"Macho Man" Randy Savage - My Fake Diary
Monday, 21 December 2009
Oooh Yeah. Colder than a witches exposed knee cap out here in the crisp Minnesota air. Decided to visit my old buddy and former Governor Jesse Ventura. I had a little trouble finding his place, but once I pulled F-350 Deisel with the oversized tires on top of a couple of Hondas, I find his address just fine.
The name on his gate said "Big Dog", which I had a problem with, so I pulled up to the house, tightened the knot on my yellow bandana, pumped a few curls with the free weights I have in the back of the truck, and rang the bell.
He knew a smack down was coming, so he tried to nail me with a flying knee as I walked in, but I caught him with a steel chair upside the head, ooooh yeah. I always carry four things on me whereever I go. My wallet, bandana, condoms and a steel folding chair.

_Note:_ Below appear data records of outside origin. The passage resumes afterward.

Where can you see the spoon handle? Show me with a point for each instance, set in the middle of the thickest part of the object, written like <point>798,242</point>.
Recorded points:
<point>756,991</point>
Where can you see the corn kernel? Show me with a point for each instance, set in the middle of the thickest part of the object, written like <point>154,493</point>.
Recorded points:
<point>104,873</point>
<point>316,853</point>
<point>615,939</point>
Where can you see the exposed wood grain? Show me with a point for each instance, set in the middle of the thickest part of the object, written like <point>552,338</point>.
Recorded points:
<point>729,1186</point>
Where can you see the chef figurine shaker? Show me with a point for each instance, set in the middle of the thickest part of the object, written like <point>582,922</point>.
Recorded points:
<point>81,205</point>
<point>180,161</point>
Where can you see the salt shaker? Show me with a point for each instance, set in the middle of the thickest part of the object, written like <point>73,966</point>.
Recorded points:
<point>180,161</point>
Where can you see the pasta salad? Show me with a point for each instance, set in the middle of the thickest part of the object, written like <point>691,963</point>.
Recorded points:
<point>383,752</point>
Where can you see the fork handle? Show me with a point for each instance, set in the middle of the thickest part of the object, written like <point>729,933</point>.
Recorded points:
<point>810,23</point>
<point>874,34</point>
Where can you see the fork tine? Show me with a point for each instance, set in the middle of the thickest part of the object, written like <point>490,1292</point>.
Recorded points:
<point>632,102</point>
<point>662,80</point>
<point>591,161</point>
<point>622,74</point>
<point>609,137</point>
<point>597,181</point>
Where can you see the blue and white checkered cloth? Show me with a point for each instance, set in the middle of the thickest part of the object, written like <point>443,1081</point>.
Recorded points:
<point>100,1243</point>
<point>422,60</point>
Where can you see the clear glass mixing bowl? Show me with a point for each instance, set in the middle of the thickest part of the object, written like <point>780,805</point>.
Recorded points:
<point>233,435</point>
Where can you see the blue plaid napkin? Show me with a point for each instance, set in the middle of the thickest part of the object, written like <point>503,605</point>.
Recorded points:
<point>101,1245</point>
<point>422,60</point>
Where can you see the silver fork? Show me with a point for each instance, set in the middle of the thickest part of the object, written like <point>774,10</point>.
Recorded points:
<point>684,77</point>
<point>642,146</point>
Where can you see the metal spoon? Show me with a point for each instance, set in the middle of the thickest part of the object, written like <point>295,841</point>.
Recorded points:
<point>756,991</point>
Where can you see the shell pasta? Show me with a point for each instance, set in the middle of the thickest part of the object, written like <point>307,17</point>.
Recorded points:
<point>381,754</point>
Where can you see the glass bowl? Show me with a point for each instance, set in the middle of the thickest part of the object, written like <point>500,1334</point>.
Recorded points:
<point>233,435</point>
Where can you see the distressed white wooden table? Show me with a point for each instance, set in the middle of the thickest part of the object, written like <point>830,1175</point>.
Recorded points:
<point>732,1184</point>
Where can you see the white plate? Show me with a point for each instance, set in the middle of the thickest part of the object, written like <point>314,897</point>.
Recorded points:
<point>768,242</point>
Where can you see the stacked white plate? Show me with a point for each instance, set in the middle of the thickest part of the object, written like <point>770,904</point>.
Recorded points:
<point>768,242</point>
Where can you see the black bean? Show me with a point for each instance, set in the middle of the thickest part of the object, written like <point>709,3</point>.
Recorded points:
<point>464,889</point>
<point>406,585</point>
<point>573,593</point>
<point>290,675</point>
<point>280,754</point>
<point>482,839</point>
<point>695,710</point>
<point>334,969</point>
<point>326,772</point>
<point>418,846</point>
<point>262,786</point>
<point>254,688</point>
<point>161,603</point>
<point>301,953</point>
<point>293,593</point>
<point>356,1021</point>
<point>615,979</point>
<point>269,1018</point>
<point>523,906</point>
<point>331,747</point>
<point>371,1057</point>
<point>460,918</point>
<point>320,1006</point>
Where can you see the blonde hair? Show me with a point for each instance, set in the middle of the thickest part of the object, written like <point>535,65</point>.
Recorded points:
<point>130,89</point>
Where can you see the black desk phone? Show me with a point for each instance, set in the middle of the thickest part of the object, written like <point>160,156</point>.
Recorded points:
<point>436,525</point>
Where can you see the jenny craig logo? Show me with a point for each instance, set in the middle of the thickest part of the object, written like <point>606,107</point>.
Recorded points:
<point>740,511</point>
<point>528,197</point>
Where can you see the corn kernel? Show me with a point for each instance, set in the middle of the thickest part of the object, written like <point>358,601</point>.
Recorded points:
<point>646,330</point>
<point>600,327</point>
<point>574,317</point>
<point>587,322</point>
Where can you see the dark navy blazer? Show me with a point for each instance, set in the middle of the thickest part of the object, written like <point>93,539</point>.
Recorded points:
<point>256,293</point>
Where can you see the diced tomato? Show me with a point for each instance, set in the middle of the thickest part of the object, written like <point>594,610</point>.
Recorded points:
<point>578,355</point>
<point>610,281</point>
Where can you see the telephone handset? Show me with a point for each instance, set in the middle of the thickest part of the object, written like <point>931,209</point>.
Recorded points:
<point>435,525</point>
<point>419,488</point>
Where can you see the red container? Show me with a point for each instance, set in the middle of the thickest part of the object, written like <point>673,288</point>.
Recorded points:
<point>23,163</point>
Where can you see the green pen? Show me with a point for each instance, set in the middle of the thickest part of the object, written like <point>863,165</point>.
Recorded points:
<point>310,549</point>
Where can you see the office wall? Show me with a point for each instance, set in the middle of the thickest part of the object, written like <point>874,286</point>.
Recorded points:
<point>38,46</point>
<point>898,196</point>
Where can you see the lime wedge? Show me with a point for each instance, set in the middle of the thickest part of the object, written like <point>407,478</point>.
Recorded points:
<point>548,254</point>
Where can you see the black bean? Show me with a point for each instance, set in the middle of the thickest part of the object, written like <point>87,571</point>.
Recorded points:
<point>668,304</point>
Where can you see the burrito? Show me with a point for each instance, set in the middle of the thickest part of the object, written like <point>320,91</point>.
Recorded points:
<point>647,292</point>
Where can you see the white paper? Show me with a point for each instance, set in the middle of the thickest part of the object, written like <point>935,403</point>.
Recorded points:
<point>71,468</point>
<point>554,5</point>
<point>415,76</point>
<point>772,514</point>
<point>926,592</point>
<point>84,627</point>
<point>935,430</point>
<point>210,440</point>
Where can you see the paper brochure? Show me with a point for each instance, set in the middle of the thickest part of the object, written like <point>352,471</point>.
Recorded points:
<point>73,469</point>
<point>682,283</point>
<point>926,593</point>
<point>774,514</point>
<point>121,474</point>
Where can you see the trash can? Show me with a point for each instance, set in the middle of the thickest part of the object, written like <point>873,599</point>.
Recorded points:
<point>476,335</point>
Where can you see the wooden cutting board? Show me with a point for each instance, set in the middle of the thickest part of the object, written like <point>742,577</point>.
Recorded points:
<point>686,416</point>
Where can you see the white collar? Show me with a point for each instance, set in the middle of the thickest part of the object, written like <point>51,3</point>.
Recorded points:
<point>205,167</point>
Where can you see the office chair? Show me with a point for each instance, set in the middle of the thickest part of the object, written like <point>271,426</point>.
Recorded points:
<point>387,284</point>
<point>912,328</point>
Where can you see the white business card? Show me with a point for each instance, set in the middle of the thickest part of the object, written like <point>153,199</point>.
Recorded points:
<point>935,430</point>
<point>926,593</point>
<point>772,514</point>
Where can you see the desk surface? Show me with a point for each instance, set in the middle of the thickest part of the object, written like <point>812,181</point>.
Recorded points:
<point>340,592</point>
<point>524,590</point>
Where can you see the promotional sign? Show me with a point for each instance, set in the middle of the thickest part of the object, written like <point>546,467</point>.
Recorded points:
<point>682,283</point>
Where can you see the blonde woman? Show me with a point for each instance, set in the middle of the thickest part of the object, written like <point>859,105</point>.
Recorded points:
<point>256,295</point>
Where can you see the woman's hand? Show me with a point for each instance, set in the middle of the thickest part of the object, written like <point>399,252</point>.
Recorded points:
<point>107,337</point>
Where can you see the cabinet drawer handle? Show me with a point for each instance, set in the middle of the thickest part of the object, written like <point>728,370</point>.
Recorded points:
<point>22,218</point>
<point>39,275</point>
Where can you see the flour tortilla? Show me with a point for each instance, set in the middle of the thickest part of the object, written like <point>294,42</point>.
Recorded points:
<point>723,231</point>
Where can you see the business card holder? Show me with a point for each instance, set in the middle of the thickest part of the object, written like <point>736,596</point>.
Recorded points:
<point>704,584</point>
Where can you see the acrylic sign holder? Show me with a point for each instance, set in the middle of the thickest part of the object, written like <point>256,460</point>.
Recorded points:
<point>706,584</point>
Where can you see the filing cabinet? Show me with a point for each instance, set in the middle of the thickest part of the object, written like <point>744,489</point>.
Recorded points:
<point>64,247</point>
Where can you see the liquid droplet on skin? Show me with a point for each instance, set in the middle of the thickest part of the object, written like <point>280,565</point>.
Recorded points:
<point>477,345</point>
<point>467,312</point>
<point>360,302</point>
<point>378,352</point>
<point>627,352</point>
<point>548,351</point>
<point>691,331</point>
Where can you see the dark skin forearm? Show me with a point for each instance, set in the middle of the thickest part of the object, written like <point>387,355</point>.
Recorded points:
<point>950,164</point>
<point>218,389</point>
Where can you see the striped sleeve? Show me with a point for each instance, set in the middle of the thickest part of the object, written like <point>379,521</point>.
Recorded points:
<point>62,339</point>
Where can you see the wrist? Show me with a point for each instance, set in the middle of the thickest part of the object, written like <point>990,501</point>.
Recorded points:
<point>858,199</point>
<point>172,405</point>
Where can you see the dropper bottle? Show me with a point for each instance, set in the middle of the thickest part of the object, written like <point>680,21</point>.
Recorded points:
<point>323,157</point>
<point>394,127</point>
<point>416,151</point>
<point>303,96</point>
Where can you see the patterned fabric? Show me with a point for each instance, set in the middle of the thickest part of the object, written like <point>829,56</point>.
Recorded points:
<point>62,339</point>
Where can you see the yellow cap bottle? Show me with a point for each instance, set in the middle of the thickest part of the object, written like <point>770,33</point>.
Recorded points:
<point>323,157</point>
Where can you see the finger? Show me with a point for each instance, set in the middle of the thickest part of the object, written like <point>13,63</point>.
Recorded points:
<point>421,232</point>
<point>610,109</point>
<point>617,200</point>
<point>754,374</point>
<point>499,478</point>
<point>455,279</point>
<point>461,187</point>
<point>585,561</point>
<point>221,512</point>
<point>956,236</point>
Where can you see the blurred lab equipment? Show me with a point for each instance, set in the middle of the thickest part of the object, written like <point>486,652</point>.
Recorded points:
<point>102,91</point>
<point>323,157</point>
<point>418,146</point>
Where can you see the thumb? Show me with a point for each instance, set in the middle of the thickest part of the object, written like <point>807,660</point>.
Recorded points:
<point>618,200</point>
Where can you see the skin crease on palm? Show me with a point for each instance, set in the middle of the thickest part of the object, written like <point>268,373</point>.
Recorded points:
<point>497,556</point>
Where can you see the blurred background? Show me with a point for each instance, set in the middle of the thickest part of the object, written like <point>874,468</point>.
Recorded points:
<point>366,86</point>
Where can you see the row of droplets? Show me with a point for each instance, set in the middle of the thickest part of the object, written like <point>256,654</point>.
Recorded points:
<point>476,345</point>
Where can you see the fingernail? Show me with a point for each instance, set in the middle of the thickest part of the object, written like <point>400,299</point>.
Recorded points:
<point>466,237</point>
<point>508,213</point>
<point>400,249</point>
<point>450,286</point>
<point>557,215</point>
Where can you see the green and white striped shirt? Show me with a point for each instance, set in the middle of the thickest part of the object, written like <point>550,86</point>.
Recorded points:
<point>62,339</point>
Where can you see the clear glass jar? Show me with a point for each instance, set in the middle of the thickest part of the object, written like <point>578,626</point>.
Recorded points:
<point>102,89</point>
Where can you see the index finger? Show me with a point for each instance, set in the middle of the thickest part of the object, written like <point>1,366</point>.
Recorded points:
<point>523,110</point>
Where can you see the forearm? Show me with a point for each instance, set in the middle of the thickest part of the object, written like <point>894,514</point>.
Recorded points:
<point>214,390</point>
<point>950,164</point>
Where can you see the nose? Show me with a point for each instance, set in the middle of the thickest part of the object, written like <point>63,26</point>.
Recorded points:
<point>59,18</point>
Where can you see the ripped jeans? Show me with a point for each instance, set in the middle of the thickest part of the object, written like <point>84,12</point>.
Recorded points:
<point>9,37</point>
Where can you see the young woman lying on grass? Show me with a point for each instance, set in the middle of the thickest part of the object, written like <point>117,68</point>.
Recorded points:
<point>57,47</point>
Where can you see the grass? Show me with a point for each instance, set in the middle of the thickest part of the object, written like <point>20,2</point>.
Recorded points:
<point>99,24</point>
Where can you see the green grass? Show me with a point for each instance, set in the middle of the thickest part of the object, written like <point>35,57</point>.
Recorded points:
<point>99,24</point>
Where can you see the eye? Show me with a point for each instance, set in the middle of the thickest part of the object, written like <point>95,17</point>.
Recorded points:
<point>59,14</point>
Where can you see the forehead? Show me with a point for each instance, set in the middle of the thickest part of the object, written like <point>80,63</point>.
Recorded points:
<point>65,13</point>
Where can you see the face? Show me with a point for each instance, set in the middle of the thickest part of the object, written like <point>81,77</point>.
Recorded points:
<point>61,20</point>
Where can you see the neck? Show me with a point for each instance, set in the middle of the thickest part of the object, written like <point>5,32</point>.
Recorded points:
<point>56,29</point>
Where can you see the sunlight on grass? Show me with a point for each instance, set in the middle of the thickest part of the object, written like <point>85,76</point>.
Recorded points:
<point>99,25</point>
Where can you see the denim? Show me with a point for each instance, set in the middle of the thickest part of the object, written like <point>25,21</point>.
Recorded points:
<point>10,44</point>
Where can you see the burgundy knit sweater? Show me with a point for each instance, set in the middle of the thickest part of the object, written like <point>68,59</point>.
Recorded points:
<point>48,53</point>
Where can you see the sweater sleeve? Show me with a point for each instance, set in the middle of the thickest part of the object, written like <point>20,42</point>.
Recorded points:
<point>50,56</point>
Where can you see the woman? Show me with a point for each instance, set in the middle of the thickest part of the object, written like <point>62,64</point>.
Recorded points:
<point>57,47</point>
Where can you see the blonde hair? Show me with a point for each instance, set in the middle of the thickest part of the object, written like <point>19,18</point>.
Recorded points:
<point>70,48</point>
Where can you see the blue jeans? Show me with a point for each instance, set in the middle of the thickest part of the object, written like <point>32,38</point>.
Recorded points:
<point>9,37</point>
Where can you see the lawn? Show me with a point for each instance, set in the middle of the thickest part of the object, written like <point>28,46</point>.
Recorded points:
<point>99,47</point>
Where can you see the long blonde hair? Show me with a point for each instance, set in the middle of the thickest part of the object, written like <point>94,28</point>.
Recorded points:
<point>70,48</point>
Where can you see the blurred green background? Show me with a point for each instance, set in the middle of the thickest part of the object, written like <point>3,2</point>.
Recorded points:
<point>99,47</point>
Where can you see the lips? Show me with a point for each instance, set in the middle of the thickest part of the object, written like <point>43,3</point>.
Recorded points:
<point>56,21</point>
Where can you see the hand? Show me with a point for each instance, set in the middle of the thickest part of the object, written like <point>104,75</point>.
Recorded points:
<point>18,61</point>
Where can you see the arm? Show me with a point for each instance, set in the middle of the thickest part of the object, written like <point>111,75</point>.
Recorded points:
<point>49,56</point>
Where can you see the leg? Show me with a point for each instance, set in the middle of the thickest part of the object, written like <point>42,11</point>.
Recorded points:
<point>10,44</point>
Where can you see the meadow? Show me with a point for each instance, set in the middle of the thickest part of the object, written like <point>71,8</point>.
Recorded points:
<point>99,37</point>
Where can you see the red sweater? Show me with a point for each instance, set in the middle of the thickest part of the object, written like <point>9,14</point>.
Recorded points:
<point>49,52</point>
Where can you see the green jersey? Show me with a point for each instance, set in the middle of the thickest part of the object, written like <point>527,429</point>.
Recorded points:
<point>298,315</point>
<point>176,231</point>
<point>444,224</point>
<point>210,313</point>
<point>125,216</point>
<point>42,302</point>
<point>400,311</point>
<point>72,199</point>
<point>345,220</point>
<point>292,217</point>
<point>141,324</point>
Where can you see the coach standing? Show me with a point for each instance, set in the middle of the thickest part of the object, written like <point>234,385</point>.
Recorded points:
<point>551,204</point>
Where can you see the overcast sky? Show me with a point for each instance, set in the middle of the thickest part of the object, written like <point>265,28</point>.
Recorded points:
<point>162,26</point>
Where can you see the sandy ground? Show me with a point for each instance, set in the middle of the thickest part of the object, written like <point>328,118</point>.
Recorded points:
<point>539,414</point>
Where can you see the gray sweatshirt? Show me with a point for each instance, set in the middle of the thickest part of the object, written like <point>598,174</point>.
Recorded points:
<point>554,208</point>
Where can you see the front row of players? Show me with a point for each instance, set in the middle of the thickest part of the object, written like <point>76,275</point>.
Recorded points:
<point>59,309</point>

It was a glorius bout. Ventura had me pinned at least 9 times but on the third slap of the mat, I was always able to raise a shoulder. It was a pro match for sure, oooh yeah. By the twelfth minute, I had him in a figure four about ready to dislocate a couple of joints when he tapped out. "Who's the Big Dog NOW!" I yelled.
After exchanging all other pleasantries and courtesies, we settled into a nice lunch with caviar, egg salag with dill, and some Sushi with homemade soy. The lunch began to sound a little too pansy assed, so we blended our low fat frappe's with a little broken glass just to toughen up, oooh yeah.
The doctor says we'll both be back home after our bowel resections.